I was not much more than a toddler, exploring the backyard. I was a stones’ throw away from our garden, where Dad was no doubt trying to hoe his row to the end. But his work would have to wait when I announced my latest, neatest, coolest discovery: “Look, Daddy! A baby snake!”

I see myself staring down, slack-jawed, marveling at the magical, wriggling copperhead in front of my little sneakers. I decided instantly that the wisest course of action was to grab him before he got scared and tried to slither away.

I never even saw Dad coming. The hoe swiftly came down, the snake went in two different directions, and any designs I had on adding him to my pet collection were chopped into lifelessness.

Whether copperhead or cobra, it strains the brain to imagine the small hands of a child reaching down to pick one up while a parent looks on, saying nothing except, “Son, when you get done playing with that one, check out the fangs on this viper over here!”

But that’s what Isaiah 11:6-8 describes:

“The wolf will live with the lamb,
the leopard will lie down with the goat,
the calf and the lion and the yearling together;
and a little child will lead them.
The cow will feed with the bear,
their young will lie down together,
and the lion will eat straw like the ox.
The infant will play near the cobra’s den,
and the young child will put its hand into the viper’s nest.”

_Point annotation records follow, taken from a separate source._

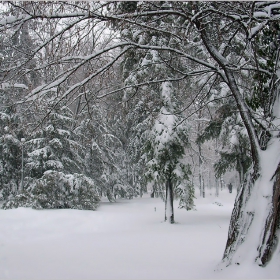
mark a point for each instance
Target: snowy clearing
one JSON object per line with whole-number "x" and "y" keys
{"x": 125, "y": 240}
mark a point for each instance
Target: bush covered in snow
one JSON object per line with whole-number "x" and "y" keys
{"x": 56, "y": 190}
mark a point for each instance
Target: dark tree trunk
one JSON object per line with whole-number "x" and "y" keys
{"x": 169, "y": 211}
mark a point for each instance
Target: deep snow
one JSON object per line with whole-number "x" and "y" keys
{"x": 123, "y": 240}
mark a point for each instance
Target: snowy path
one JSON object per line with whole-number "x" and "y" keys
{"x": 125, "y": 240}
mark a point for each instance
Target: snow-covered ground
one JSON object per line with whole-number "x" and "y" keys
{"x": 123, "y": 240}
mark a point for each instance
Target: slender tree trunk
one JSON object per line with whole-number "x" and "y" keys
{"x": 169, "y": 211}
{"x": 255, "y": 222}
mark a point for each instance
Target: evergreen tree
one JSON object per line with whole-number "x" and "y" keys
{"x": 10, "y": 152}
{"x": 165, "y": 149}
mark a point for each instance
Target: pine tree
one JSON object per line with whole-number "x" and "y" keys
{"x": 165, "y": 149}
{"x": 10, "y": 152}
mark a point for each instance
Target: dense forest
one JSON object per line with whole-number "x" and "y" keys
{"x": 105, "y": 99}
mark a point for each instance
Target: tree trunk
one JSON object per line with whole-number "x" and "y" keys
{"x": 255, "y": 221}
{"x": 169, "y": 211}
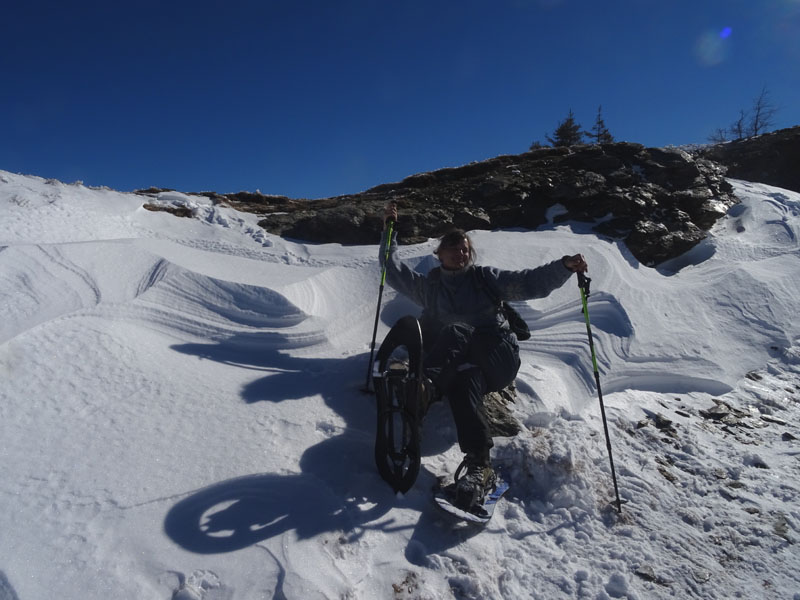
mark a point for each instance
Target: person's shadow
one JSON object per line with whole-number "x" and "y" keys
{"x": 338, "y": 487}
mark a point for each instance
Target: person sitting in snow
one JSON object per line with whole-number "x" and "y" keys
{"x": 469, "y": 347}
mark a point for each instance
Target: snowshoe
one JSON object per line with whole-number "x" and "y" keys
{"x": 401, "y": 390}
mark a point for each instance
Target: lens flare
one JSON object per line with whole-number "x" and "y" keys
{"x": 711, "y": 48}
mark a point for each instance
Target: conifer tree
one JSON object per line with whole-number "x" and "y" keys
{"x": 599, "y": 133}
{"x": 568, "y": 132}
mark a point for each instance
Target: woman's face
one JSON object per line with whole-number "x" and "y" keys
{"x": 455, "y": 257}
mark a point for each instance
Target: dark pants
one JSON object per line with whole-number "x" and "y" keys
{"x": 465, "y": 365}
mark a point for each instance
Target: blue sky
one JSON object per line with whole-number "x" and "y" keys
{"x": 316, "y": 98}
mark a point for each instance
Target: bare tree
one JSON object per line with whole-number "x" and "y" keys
{"x": 763, "y": 113}
{"x": 759, "y": 119}
{"x": 739, "y": 128}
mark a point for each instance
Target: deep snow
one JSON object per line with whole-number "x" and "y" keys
{"x": 181, "y": 416}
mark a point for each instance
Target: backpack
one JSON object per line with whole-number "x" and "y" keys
{"x": 516, "y": 323}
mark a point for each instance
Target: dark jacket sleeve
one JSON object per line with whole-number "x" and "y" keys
{"x": 527, "y": 284}
{"x": 400, "y": 277}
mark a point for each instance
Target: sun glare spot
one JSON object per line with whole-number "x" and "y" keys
{"x": 711, "y": 48}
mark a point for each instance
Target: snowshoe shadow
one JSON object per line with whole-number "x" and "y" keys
{"x": 337, "y": 488}
{"x": 241, "y": 512}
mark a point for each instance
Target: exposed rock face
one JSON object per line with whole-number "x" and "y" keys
{"x": 660, "y": 201}
{"x": 772, "y": 158}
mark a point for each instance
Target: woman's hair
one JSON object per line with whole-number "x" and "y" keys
{"x": 453, "y": 238}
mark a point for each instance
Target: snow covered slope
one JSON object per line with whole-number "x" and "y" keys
{"x": 180, "y": 414}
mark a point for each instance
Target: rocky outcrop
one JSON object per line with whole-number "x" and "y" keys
{"x": 659, "y": 201}
{"x": 771, "y": 158}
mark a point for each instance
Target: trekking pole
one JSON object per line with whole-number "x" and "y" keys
{"x": 389, "y": 226}
{"x": 583, "y": 284}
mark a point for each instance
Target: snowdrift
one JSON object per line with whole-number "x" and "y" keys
{"x": 181, "y": 415}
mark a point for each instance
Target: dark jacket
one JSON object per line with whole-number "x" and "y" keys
{"x": 459, "y": 296}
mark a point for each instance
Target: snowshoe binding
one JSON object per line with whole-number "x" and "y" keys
{"x": 475, "y": 493}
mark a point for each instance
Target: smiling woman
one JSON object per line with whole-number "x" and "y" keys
{"x": 470, "y": 348}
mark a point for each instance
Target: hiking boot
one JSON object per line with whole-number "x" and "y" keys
{"x": 477, "y": 480}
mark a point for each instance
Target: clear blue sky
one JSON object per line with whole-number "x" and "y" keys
{"x": 315, "y": 98}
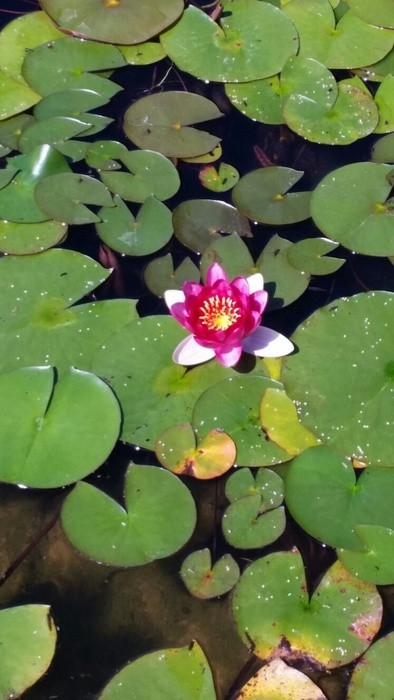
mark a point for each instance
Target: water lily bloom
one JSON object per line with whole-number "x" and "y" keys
{"x": 224, "y": 319}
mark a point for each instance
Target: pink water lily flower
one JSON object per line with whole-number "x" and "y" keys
{"x": 224, "y": 320}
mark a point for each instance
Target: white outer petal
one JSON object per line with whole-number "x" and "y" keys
{"x": 255, "y": 282}
{"x": 173, "y": 296}
{"x": 189, "y": 352}
{"x": 264, "y": 342}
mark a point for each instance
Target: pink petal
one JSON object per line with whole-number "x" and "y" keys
{"x": 173, "y": 296}
{"x": 265, "y": 342}
{"x": 214, "y": 273}
{"x": 229, "y": 358}
{"x": 189, "y": 352}
{"x": 255, "y": 283}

It is just as mind-bending to imagine a news cycle that fails to mention harming or destroying, unrighteousness and injustice. We live in a world that seems unstruck by the rod of his mouth, where the wicked do their devilish work, unslain (cf. 11:4). Isaiah tries to transport us to a world where all of that is no more.

People can be “destroyed for lack of knowledge” (Hos. 4:6). And not knowing God is the fastest way to dismantle your life. Maybe that’s why the wonderful, peaceful world Isaiah envisions is one in which the whole earth has jumped off the high dive and plunged down deep into an ocean of truly knowing God.